We are experiencing same problem now. Harbor version 2.10, internal PostgreSQL database. Following pattern is observable multiple times per day:

2024-09-09 16:59:39.372 UTC [1] LOG:  server process (PID 1129079) exited with exit code 141ESC[0K
2024-09-09 16:59:39.372 UTC [1] LOG:  terminating any other active server processesESC[0K
2024-09-09 16:59:39.410 UTC [1] LOG:  all server processes terminated; reinitializingESC[0K
2024-09-09 16:59:39.473 UTC [1129087] LOG:  database system was interrupted; last known up at 2024-09-09 16:02:59 UTCESC[0K
2024-09-09 16:59:41.136 UTC [1129087] LOG:  database system was not properly shut down; automatic recovery in progressESC[0K
2024-09-09 16:59:41.159 UTC [1129087] LOG:  redo starts at 1/36EC9F70ESC[0K
2024-09-09 16:59:41.160 UTC [1129087] LOG:  invalid record length at 1/36ECA070: wanted 24, got 0ESC[0K
2024-09-09 16:59:41.160 UTC [1129087] LOG:  redo done at 1/36ECA038 system usage: CPU: user: 0.00 s, system: 0.00 s, elapsed: 0.00 sESC[0K
2024-09-09 16:59:41.225 UTC [1] LOG:  database system is ready to accept connectionsESC[0K
2024-09-09 16:59:47.355 UTC [1129115] LOG:  PID 1128695 in cancel request did not match any processESC[0K
2024-09-09 16:59:49.162 UTC [1129116] LOG:  PID 1128696 in cancel request did not match any processESC[0K
2024-09-09 16:59:49.163 UTC [1129117] LOG:  PID 1128718 in cancel request did not match any processESC[0K
2024-09-09 16:59:58.588 UTC [1129139] LOG:  PID 1129004 in cancel request did not match any processESC[0K
2024-09-09 17:00:07.196 UTC [1129164] LOG:  PID 1128841 in cancel request did not match any processESC[0K

Extending memory resources for database pod does not help.

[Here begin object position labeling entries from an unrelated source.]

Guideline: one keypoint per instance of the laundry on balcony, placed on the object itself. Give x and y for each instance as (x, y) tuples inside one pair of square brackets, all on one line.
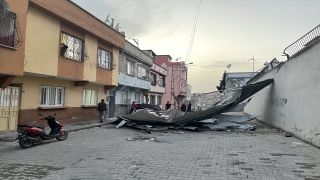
[(217, 117)]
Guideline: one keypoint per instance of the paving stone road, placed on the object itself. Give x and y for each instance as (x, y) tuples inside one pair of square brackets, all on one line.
[(107, 153)]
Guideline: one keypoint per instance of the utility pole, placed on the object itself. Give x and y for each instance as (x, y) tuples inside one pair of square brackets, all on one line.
[(252, 59)]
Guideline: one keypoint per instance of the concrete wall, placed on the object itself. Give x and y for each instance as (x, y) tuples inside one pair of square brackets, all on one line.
[(292, 101)]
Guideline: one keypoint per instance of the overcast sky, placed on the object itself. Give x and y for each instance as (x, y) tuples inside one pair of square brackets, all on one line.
[(227, 31)]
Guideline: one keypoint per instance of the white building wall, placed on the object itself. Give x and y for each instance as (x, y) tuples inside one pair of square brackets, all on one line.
[(292, 101)]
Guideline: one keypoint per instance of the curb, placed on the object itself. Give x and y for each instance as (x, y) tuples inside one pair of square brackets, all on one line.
[(11, 139)]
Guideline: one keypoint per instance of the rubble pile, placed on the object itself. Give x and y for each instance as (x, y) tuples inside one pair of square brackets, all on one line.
[(217, 117)]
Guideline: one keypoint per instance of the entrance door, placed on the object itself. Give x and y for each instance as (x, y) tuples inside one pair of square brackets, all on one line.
[(9, 108)]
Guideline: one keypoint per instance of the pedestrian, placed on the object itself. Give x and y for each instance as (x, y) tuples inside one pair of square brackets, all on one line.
[(168, 106), (102, 108), (189, 107), (133, 107), (183, 107)]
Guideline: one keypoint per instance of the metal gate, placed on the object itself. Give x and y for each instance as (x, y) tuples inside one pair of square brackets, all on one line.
[(9, 108)]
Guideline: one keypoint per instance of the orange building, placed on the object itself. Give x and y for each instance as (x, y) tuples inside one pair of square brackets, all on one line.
[(54, 57)]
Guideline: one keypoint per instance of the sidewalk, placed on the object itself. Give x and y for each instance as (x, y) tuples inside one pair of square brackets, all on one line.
[(11, 135)]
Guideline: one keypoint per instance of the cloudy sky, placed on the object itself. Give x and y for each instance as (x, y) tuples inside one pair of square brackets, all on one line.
[(227, 31)]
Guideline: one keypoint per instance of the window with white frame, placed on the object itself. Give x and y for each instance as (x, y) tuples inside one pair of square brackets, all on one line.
[(52, 96), (71, 47), (154, 79), (142, 72), (152, 99), (137, 97), (130, 67), (89, 97), (124, 97), (161, 80), (159, 100), (104, 59)]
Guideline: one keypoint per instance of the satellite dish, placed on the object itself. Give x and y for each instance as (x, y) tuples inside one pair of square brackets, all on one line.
[(117, 27)]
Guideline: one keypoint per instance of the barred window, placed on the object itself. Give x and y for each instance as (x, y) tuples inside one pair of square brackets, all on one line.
[(137, 97), (142, 72), (71, 47), (52, 96), (130, 68), (89, 97), (104, 59), (124, 97)]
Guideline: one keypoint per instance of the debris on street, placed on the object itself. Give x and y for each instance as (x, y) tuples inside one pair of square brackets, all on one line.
[(214, 118)]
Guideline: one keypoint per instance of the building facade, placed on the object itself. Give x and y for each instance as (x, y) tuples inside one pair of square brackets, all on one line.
[(134, 79), (176, 80), (65, 64)]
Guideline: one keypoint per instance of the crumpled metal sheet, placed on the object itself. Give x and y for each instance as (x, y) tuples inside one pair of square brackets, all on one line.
[(192, 120), (234, 118)]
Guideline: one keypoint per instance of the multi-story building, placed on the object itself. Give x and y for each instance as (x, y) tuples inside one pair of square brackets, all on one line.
[(134, 79), (176, 80), (158, 83), (65, 64)]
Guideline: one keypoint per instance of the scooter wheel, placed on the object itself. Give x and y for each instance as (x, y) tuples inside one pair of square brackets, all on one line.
[(24, 143), (62, 136)]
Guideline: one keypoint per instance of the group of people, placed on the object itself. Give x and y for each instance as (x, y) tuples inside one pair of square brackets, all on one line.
[(184, 106)]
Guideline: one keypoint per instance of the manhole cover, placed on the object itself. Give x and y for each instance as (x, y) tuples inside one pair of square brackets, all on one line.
[(141, 139)]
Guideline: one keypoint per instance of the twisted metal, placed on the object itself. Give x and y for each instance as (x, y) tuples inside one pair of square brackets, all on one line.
[(303, 43), (10, 34)]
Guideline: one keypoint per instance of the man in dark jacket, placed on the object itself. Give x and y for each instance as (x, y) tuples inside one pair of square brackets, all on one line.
[(102, 107), (183, 107)]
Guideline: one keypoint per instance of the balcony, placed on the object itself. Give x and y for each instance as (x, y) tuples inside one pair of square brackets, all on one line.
[(125, 101), (10, 34)]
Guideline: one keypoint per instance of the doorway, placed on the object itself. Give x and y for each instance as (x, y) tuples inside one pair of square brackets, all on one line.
[(9, 107)]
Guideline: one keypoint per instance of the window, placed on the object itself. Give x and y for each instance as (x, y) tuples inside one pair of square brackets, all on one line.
[(152, 99), (161, 80), (124, 96), (130, 68), (104, 59), (142, 72), (154, 79), (52, 96), (71, 47), (159, 99), (137, 97), (89, 97)]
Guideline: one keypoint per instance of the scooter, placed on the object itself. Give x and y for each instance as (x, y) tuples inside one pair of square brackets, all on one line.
[(29, 134)]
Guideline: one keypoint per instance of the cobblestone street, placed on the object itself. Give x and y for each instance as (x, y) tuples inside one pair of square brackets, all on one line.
[(106, 153)]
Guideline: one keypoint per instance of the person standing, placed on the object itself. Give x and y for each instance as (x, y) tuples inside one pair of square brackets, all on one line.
[(133, 107), (102, 108), (189, 107), (168, 106), (183, 107)]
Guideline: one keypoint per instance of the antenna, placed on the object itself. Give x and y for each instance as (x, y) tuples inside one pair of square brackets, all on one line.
[(252, 59), (229, 66)]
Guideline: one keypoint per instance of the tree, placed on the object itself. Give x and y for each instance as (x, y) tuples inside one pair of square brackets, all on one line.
[(222, 85)]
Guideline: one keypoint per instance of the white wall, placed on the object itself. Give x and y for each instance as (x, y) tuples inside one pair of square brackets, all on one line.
[(292, 101)]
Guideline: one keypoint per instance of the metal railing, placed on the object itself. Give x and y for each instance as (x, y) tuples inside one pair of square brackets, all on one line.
[(303, 43), (10, 34)]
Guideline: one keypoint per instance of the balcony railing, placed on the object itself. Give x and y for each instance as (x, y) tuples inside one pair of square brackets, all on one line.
[(303, 43), (10, 34), (125, 101)]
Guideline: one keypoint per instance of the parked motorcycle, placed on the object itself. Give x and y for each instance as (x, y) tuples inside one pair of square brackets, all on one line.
[(29, 134)]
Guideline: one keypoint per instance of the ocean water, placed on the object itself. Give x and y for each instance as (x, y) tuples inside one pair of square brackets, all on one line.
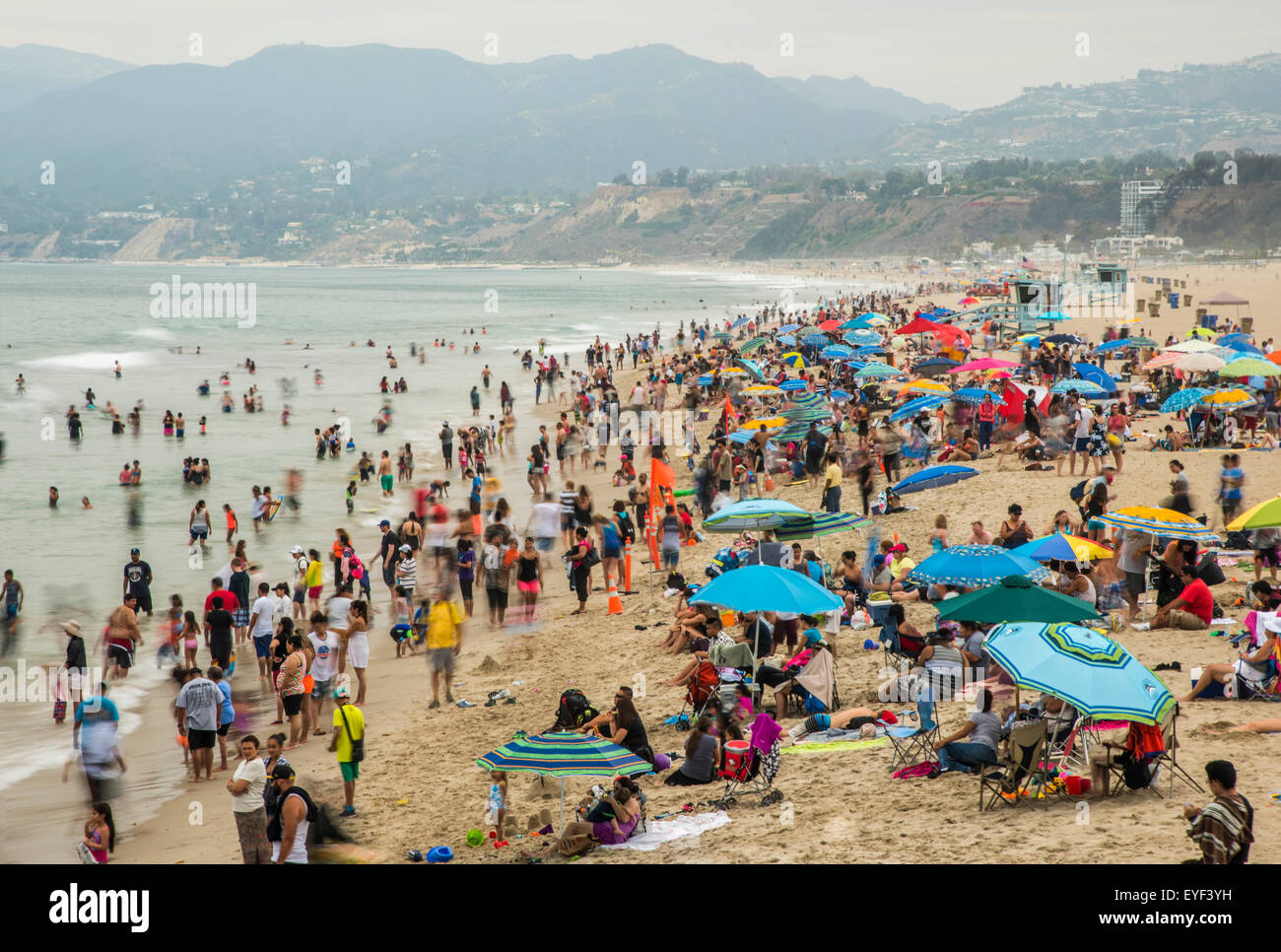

I am not able to see any anomalies in Harbor Grafana Dashboards (although there is no postgres specific dashboard provided). There are neither OOM killer logs nor OOM Kubernetes events.

Here I found similar issues https://github.com/goharbor/harbor/issues/20272, https://github.com/goharbor/harbor-helm/issues/1184 but they are closed already without solution being provided.

General PostgreSQL suggestion in such cases is to investigate core dumps. I am not sure if Harbor Database Pod has been configured to write core dumps, nor allows such a configuration.

Any suggestions and ideas how to troubleshoot this are very appreciated.